In addition to transporter proteins, the expression of several regulators of transporter functions is altered in ΔndbC. While CmpR inducing BCT1 expression (Nishimura et al., 2008; Daley et al., 2012) was not affected (Supplemental Table S5), the Sll0822 protein, which functions as a supplementary inducer of the Cmp operon (Orf et al., 2016), was down-regulated in ΔndbC, as was already mentioned above (Table III). Thus, the up-regulation of the Cmp operon in ΔndbC was not caused by known regulating mechanisms. The regulators of the nitrogen assimilation genes PII and PipX (Llácer et al., 2010; Espinosa et al., 2014; for review, see Forchhammer, 2004) were reduced in the ΔndbC mutant (Table III), while the global nitrogen regulator NtcA remained unchanged (Supplemental Table S5). Decreased amounts of PII and PipX, which promote the deactivation of NtcA (Luque et al., 2004), as well as down-regulation of Sll0822, also an inducer of nitrogen transport (Ishii and Hihara, 2008; Yamauchi et al., 2011), could cause the low accumulation of nitrogen transporters induced by the NdbC deletion, particularly in LC. Thus, in LC conditions, the deletion of NdbC disrupts the normal behavior of multiple transport systems, mainly of ABC-type transporters located in the PM.

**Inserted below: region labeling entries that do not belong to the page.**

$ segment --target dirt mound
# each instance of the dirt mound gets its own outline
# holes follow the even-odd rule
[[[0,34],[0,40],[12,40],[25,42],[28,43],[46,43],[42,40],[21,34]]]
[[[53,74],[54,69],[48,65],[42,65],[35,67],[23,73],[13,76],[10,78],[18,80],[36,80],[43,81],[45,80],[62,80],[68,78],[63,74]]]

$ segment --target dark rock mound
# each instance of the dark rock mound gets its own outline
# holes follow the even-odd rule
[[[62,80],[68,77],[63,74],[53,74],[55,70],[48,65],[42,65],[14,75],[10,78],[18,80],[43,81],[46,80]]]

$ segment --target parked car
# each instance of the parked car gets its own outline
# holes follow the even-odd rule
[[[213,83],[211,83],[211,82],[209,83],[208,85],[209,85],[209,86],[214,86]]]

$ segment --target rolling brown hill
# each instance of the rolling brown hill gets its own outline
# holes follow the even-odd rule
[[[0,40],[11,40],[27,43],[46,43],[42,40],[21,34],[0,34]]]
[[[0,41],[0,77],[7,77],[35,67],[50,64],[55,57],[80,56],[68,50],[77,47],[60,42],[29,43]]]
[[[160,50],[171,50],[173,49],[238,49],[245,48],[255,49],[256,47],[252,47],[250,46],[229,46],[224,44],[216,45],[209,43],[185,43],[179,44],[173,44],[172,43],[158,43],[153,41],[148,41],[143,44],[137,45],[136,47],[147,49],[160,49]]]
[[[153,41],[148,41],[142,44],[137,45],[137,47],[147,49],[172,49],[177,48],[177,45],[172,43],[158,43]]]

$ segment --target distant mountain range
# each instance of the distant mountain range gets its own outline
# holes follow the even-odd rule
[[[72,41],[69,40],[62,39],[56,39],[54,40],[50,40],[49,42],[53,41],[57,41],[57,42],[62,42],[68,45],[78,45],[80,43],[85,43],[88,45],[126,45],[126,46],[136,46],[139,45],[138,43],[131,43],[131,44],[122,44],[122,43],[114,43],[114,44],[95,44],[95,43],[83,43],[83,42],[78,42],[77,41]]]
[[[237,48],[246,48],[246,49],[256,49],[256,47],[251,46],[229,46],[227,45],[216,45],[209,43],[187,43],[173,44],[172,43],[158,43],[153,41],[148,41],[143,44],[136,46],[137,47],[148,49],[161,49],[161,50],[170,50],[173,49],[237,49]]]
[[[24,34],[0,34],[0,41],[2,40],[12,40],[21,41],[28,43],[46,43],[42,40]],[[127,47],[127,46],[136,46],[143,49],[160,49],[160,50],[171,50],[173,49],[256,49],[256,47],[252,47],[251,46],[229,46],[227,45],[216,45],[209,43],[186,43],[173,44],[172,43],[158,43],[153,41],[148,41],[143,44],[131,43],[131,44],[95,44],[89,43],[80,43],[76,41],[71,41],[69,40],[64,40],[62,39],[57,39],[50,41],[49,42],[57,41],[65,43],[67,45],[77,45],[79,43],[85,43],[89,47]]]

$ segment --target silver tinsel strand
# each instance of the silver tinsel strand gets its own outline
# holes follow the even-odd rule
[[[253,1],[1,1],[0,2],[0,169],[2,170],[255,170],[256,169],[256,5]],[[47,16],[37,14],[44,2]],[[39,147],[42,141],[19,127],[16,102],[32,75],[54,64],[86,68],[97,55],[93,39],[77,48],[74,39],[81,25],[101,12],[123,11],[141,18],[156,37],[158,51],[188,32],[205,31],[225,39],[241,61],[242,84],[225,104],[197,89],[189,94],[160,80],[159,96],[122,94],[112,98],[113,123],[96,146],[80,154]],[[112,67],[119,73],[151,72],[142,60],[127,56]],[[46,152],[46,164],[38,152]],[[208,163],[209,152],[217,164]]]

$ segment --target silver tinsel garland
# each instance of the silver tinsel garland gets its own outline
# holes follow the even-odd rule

Cross Talk between NdbC and the NDH-1 Complex: Low ATP Production from Sugar Catabolism in ΔndbC Is Compensated by CET

Cyanobacteria can incorporate inorganic carbon (C_i) in the form of CO₂ utilizing the low-CO₂-inducible high-affinity NDH-1₃ complex and the constitutively expressed low-affinity NDH-1₄ complex (for review, see Battchikova et al., 2011). MIMS measurements revealed that the fast phase of CO₂ uptake was decreased in the ΔndbC mutant in LC (Table II). The proteomic results did not indicate changes in the expression of specific subunits of NDH-1₃ in the ΔndbC mutant in LC (Table III). In contrast, NdhF4 and CupB, specific subunits of NDH-1₄, were coordinately down-regulated in ΔndbC compared with the wild type in LC (Table III), being in line with MIMS results. To get insights into the connection between the NdbC deletion and the expression of NDH-1₄, we performed a western-blot analysis of several mutants lacking specific subunits of distinct NDH-1 variants using the NdbC-specific antibody (Fig. 5B). Remarkably, NdbC was severely down-regulated in the M55 strain, indicating some cross talk between this protein and NDH-1. However, it is important to note that the amount of NdbC in the ΔndhD4 mutant (and in ΔndhD3/D4) was comparable with that in the wild type. Thus, NdbC is involved in the accumulation of NDH-1₄, but not the other way around. Most probably, NdbC affects NDH-1₄ indirectly, since they are located in different membrane compartments (Liberton et al., 2016).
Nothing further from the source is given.